One of the project partners, the Norwegian company Statoil, struck a deal with the Malaysian company Petronas to sell 15.5 percent share in the project. The company also sold a share of the same volume in the South Caucasus Pipeline (Baku-Tbilisi-Erzurum). Statoil is one of the largest shareholders (20 percent) in the Trans Adriatic Pipeline (TAP) project, which will deliver gas from the Shah Deniz field to the European markets.
One could have assumed that the Norwegian company will follow the steps of French Total, which just recently left TAP, also initially selling its stake in the Shah Deniz.
It is unlikely however that Statoil will do so, given the fact that Norwegian company’s share in the project remained unchanged during the recent changes in the list of the project’s shareholders.
Currently, the shares in TAP are as follows: BP – 20 percent, SOCAR – 20 percent, Statoil – 20 percent, Fluxys – 19 percent, Enagas – 16 percent, and Axpo – 5 percent.
On the other hand, Statoil seems to have been gradually preparing to leave the Shah Deniz project and the South Caucasus Pipeline. Back in May 2014, the Statoil completed the sale of a 10-percent share in these projects to SOCAR and BP.
Petronas’ entrance into the Azerbaijani market may not be a coincidence. The Malaysian company already has experience in working in the Caspian region.
In particular, the company Petronas Carigali has been presented in the Turkmen sector of the Caspian Sea since 1996 in line with a production sharing agreement (PSA).
The contract area includes such fields as Diyarbakir, Magtymguly, Ovez, Mashrykov and Garagol Deniz.
Petronas started commercial production and export of oil in Turkmenistan in May 2006 and the crude oil produced by the company is transported through Azerbaijan.
Petronas expressed readiness to conduct the commercial production of natural gas in July 2011. In the same year, the company commissioned a large production complex in Turkmenistan, which included a gas processing plant and onshore gas terminal which receives natural gas from the fields in the Turkmen shelf of the Caspian Sea.

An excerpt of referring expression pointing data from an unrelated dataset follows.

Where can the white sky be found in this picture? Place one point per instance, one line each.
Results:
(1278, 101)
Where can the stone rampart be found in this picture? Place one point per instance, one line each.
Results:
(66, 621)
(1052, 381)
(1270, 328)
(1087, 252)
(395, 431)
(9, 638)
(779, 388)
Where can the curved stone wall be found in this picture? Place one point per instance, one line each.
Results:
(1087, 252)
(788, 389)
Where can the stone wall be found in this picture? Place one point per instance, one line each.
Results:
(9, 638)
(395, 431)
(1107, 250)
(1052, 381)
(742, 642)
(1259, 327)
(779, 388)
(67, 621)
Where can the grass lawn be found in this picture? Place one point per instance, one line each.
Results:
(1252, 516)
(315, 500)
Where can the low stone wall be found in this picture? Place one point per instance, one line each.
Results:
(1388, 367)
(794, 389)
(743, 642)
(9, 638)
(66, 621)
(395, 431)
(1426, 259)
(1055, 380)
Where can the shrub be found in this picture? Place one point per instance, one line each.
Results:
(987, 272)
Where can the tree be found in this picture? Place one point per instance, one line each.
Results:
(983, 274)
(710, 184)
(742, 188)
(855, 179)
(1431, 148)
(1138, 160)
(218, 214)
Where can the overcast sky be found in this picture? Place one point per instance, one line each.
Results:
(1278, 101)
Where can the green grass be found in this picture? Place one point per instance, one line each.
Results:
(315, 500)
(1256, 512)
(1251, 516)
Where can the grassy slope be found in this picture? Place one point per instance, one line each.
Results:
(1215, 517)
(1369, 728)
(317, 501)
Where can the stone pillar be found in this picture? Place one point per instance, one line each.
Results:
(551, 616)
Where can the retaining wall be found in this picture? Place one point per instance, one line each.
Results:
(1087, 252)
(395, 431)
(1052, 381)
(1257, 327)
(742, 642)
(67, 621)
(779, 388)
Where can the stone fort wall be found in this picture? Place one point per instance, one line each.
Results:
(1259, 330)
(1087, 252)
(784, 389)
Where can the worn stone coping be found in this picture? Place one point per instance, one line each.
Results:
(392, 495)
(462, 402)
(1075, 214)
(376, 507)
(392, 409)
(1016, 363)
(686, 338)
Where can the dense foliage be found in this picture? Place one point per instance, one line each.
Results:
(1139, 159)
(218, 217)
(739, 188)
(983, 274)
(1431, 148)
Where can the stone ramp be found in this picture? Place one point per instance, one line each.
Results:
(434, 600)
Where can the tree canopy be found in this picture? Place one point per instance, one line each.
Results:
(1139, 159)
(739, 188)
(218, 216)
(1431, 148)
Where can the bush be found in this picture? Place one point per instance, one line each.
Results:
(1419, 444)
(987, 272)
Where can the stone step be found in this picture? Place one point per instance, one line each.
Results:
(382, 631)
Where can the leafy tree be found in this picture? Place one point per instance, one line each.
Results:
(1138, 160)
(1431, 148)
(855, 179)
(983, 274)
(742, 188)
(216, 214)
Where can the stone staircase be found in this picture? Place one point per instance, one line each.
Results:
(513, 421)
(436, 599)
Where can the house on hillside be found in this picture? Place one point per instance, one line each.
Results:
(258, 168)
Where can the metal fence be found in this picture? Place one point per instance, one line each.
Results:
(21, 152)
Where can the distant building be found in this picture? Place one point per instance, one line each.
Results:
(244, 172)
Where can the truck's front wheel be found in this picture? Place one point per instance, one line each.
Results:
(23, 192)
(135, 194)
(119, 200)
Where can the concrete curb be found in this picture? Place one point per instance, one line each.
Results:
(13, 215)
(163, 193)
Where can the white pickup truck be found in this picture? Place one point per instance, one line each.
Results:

The design capacity of the complex is 10 billion cubic meters of gas per year. This volume could presumably become raw material base for the supposed Trans-Caspian pipeline which would ensure the supply of Turkmen gas to European markets through Azerbaijan’s territory.
Turkmenistan has repeatedly showed interest in exporting its gas via this route and Azerbaijan, for its part, has expressed readiness to offer its territory for transit. However, some political problems, including the undetermined status of the Caspian Sea hinder the creation of necessary infrastructure to provide the European consumers with Turkmen gas.
By obtaining shares in two Azerbaijani projects, which are the part of the large-scale project for delivering gas from the Caspian Sea to the European market, Malaysian Petronas once again proved itself as an important, promising and attractive company for the foreign investors.
Petronas company will not only play a role in ensuring the supply of Azerbaijani gas to Europe, but also will be able to promote the joining of an additional supplier such as Turkmenistan the Southern Gas Corridor in the future.